Ya, pesatnya perkembangan AI menjadi pendorong utama transformasi digital di sektor jasa keuangan. Pemanfaatan AI terbukti meningkatkan efisiensi operasional, analisis credit scoring, hingga kecepatan mendeteksi kejahatan siber.
Di balik berbagai peluang yang ditawarkan, inovasi AI turut dimanfaatkan oleh pelaku kejahatan siber untuk menjalankan modus penipuan yang semakin canggih, mulai dari fraud hingga deepfake.
Menanggapi hal tersebut, AdaKami terus membangun ekosistem pertahanan siber secara proaktif.
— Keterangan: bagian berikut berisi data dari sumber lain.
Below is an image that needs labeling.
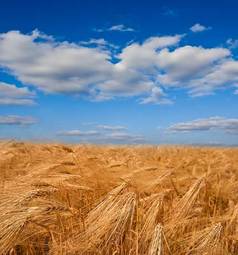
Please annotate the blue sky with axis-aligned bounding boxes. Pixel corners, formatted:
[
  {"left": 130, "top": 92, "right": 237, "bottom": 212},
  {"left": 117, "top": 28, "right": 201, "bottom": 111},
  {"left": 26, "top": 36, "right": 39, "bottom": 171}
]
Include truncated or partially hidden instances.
[{"left": 0, "top": 0, "right": 238, "bottom": 145}]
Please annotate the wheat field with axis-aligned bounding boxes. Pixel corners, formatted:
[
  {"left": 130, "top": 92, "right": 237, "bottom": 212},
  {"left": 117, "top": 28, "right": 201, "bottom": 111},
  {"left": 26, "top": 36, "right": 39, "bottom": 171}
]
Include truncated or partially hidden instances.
[{"left": 0, "top": 141, "right": 238, "bottom": 255}]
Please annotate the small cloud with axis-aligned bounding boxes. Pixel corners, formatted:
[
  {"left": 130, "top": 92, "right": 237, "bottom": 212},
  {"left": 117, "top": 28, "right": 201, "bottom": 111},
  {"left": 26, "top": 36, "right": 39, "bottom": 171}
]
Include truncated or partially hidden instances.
[
  {"left": 226, "top": 38, "right": 238, "bottom": 49},
  {"left": 190, "top": 23, "right": 212, "bottom": 33},
  {"left": 108, "top": 24, "right": 135, "bottom": 32},
  {"left": 58, "top": 129, "right": 99, "bottom": 137},
  {"left": 0, "top": 115, "right": 37, "bottom": 126},
  {"left": 80, "top": 38, "right": 119, "bottom": 49},
  {"left": 0, "top": 82, "right": 35, "bottom": 105},
  {"left": 140, "top": 87, "right": 173, "bottom": 104},
  {"left": 94, "top": 24, "right": 135, "bottom": 33},
  {"left": 168, "top": 117, "right": 238, "bottom": 134},
  {"left": 97, "top": 125, "right": 127, "bottom": 131},
  {"left": 162, "top": 7, "right": 178, "bottom": 17}
]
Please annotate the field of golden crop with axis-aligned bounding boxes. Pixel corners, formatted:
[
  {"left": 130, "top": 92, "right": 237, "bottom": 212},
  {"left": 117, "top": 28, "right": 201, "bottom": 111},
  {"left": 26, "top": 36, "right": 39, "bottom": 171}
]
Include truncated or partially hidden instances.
[{"left": 0, "top": 141, "right": 238, "bottom": 255}]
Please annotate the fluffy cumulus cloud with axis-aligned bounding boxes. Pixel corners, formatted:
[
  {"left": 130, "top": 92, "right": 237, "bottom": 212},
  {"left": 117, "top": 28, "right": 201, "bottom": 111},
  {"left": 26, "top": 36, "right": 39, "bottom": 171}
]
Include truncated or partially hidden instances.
[
  {"left": 168, "top": 117, "right": 238, "bottom": 134},
  {"left": 58, "top": 129, "right": 99, "bottom": 137},
  {"left": 97, "top": 125, "right": 127, "bottom": 131},
  {"left": 0, "top": 82, "right": 35, "bottom": 105},
  {"left": 58, "top": 125, "right": 146, "bottom": 144},
  {"left": 94, "top": 24, "right": 135, "bottom": 33},
  {"left": 0, "top": 115, "right": 37, "bottom": 126},
  {"left": 0, "top": 30, "right": 238, "bottom": 104},
  {"left": 190, "top": 23, "right": 211, "bottom": 33}
]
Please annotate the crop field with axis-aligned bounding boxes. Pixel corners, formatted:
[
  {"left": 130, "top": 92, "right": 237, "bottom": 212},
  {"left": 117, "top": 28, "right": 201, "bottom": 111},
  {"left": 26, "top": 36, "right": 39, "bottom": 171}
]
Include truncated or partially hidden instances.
[{"left": 0, "top": 141, "right": 238, "bottom": 255}]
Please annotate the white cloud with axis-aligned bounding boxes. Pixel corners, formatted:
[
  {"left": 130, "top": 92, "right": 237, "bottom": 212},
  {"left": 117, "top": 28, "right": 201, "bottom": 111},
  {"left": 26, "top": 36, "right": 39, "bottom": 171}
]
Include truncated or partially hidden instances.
[
  {"left": 80, "top": 38, "right": 118, "bottom": 49},
  {"left": 0, "top": 115, "right": 37, "bottom": 126},
  {"left": 58, "top": 129, "right": 99, "bottom": 137},
  {"left": 97, "top": 125, "right": 127, "bottom": 131},
  {"left": 0, "top": 30, "right": 238, "bottom": 104},
  {"left": 0, "top": 82, "right": 35, "bottom": 105},
  {"left": 140, "top": 87, "right": 173, "bottom": 104},
  {"left": 168, "top": 117, "right": 238, "bottom": 134},
  {"left": 104, "top": 132, "right": 145, "bottom": 144},
  {"left": 190, "top": 23, "right": 211, "bottom": 33},
  {"left": 108, "top": 24, "right": 135, "bottom": 32},
  {"left": 94, "top": 24, "right": 135, "bottom": 33},
  {"left": 226, "top": 38, "right": 238, "bottom": 49},
  {"left": 58, "top": 125, "right": 145, "bottom": 144}
]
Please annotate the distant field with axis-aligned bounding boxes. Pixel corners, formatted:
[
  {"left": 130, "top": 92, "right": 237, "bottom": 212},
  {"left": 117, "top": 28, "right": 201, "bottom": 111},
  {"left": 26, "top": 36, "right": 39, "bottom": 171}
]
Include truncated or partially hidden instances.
[{"left": 0, "top": 142, "right": 238, "bottom": 255}]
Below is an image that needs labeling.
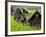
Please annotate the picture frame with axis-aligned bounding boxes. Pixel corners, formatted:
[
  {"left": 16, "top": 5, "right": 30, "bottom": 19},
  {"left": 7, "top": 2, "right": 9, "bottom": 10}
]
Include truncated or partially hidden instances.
[{"left": 5, "top": 1, "right": 45, "bottom": 36}]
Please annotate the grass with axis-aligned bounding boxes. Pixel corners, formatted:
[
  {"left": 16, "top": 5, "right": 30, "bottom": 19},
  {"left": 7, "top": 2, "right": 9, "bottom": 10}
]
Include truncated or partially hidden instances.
[{"left": 11, "top": 16, "right": 41, "bottom": 32}]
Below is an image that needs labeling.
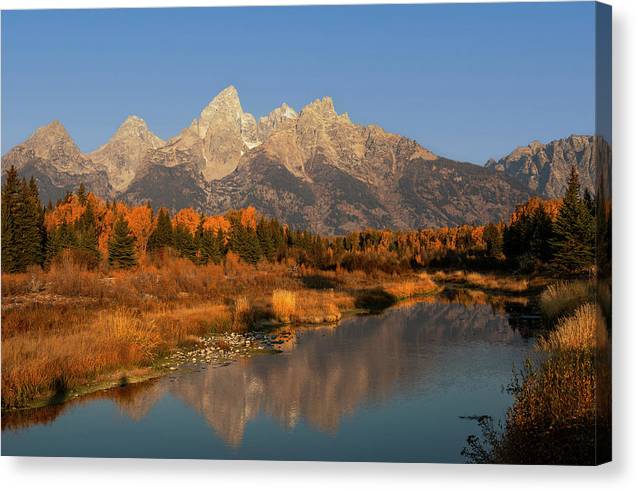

Public Policy Manager AdaKami Hanadia Pasca Yurista menekankan pentingnya human oversight dalam adopsi AI.
"AdaKami mengoptimalkan penggunaan AI untuk meningkatkan efektivitas proses bisnis, mulai dari efisiensi analisis risiko, deteksi fraud, hingga otomatisasi layanan kepada konsumen," jelas Hanadia dalam keterangan tertulis, Rabu (5/8).
Baca Juga: Tips Hadapi Pelanggaran Penagih Pinjol, Indosaku Ingatkan Jangan Takut Lapor
Namun, dalam implementasinya, AdaKami memegang teguh prinsip human oversight, di mana AI berperan sebagai instrumen pendukung, sedangkan keputusan yang berdampak langsung terhadap konsumen tetap berada di tangan manusia.
"Pendekatan ini memastikan seluruh kegiatan operasional AdaKami berjalan secara akuntabel, dan sepenuhnya patuh terhadap UU Pelindungan Data Pribadi serta Pedoman Kode Etik AI Industri Jasa Keuangan yang diawasi langsung oleh OJK,” ujar Hanadia.
Kepala Bidang Talent Development ADIGSI Dr. Charles Lim menekankan pentingnya kolaborasi lintas sektor dalam membangun tata kelola AI.
"Kolaborasi erat antara pemerintah, asosiasi, akademisi, masyarakat, dan pelaku industri seperti AdaKami menjadi kunci dalam membangun ekosistem keamanan siber yang mampu menjawab tantangan di masa depan," kata Charles.
AdaKami, pinjaman daring yang berizin dan diawasi OJK, secara berkelanjutan menggelar berbagai program edukasi penanganan fraud dan penipuan digital yang berkolaborasi dengan berbagai pemangku kepentingan.
Langkah ini dilakukan untuk meningkatkan literasi masyarakat dalam mengenali modus penipuan, menjaga kerahasiaan data pribadi, serta memanfaatkan layanan keuangan digital secara aman dan bertanggung jawab.